Closed svvac closed 3 years ago

svvac commented 3 years ago

This stops emscripten from adding a unhandledRejection handler on the global process object that forcefully exits the process.

This allows fixing emscripten.js#253 because we no longer need to remove these listeners to compensate after the fact.

svvac commented 3 years ago

The CI issue seems bogus. It looks like some kind of connectivity problem.

git clone -q https://github.com/jedisct1/libsodium.git C:\projects\libsodium
remote: Not Found
fatal: repository 'https://github.com/jedisct1/libsodium.git/' not found
Command exited with code 128
svvac commented 3 years ago

Also, regarding possible side-effects from this option, it appears that its sole use is to control the presence of the offending handler, according to GitHub search in the emscripten repository.

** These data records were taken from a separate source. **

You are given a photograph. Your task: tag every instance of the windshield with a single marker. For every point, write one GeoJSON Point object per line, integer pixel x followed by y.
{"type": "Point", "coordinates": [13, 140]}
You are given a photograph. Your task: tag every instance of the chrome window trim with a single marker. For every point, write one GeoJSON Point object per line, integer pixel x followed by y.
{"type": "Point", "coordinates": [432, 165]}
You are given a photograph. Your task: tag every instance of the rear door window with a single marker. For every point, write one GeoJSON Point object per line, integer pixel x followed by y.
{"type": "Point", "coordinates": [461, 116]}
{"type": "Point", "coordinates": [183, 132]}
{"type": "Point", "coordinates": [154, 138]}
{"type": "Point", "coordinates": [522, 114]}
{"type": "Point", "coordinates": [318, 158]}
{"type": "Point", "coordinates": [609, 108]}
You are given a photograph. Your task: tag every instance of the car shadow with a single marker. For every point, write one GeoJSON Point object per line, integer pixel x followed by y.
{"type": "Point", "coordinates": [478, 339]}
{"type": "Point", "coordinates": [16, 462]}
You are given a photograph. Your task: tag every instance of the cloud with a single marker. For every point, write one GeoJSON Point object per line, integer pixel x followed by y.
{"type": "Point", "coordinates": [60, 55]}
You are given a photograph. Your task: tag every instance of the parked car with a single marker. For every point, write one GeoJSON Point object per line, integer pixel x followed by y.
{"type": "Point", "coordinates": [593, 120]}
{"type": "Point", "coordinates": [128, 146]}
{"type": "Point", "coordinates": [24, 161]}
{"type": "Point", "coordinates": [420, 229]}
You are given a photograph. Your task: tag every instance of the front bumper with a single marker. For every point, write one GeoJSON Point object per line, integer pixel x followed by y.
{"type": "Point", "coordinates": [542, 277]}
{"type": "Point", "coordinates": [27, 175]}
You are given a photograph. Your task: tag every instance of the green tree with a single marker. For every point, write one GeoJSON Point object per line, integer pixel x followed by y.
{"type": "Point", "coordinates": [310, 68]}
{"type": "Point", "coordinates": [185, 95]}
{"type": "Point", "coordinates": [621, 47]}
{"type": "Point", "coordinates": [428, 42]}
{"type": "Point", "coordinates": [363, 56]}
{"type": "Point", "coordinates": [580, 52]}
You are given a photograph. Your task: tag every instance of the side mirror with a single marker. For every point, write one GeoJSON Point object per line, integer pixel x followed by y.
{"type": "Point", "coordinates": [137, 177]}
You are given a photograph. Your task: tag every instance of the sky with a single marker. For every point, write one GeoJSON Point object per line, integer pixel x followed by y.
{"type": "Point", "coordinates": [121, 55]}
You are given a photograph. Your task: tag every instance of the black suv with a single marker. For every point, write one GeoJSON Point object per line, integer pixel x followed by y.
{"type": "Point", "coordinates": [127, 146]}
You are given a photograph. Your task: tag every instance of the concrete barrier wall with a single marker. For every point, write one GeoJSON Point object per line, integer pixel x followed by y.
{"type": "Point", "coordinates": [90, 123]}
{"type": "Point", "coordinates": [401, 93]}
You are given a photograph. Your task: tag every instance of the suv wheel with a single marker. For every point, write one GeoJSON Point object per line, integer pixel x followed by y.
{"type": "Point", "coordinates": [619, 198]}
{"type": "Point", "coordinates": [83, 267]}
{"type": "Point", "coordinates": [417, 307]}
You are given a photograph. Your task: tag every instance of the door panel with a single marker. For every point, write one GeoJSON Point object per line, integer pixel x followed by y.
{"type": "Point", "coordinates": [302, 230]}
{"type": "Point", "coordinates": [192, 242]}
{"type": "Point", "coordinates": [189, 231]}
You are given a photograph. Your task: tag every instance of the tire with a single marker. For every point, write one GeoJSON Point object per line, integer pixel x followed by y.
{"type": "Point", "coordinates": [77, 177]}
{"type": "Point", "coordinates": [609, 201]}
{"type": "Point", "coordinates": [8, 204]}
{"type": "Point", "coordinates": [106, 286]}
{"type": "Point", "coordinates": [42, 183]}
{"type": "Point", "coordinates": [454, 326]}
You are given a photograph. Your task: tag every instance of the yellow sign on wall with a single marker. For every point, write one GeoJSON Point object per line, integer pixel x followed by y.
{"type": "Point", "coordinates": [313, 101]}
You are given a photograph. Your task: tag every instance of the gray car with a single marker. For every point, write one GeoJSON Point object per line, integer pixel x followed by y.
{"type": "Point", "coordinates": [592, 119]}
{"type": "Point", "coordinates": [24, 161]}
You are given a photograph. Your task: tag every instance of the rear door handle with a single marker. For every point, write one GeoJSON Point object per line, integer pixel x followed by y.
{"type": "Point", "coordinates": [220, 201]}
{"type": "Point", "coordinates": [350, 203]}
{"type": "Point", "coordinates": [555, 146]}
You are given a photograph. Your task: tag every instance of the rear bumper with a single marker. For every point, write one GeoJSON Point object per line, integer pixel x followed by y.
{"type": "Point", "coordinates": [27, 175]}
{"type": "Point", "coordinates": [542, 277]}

Now the question might be what the consequences of not having the process exit might be in the case of libsodium. I found some (unconclusive) discussion around that topic in emscripten#11532.

From what I understand, it is mostly here to enforce error handling in node if case the --unhandled-rejections=strict is not enabled in the engine, which I think is the responsibility of the user of the library. And as a library, I don't think libsodium is intended to crash the process on its end. This is substantiated by the fact that libsodium.js actively attempts to work around this behavior on its end.

Sorry for the noise, thinking out loud here. I don't like fiddling around in critical code I don't understand without explaining my (limited) reasoning for review.

jedisct1 commented 3 years ago

Can you check whether it actually fixes the issue you were reporting?

Since the changes would need to go to stable, we need to be very careful about possibly breaking changes.

svvac commented 3 years ago

My problem was with libsodium.js removing my process handlers to work around the forced process.exit() calls added by emscripten. This is gone after libsodium.js#265 (quick check with grep in a comment on that PR). I do not know of a reproduction test for checking the behavior of the thrown exceptions, but I explained above why I think this should not break things.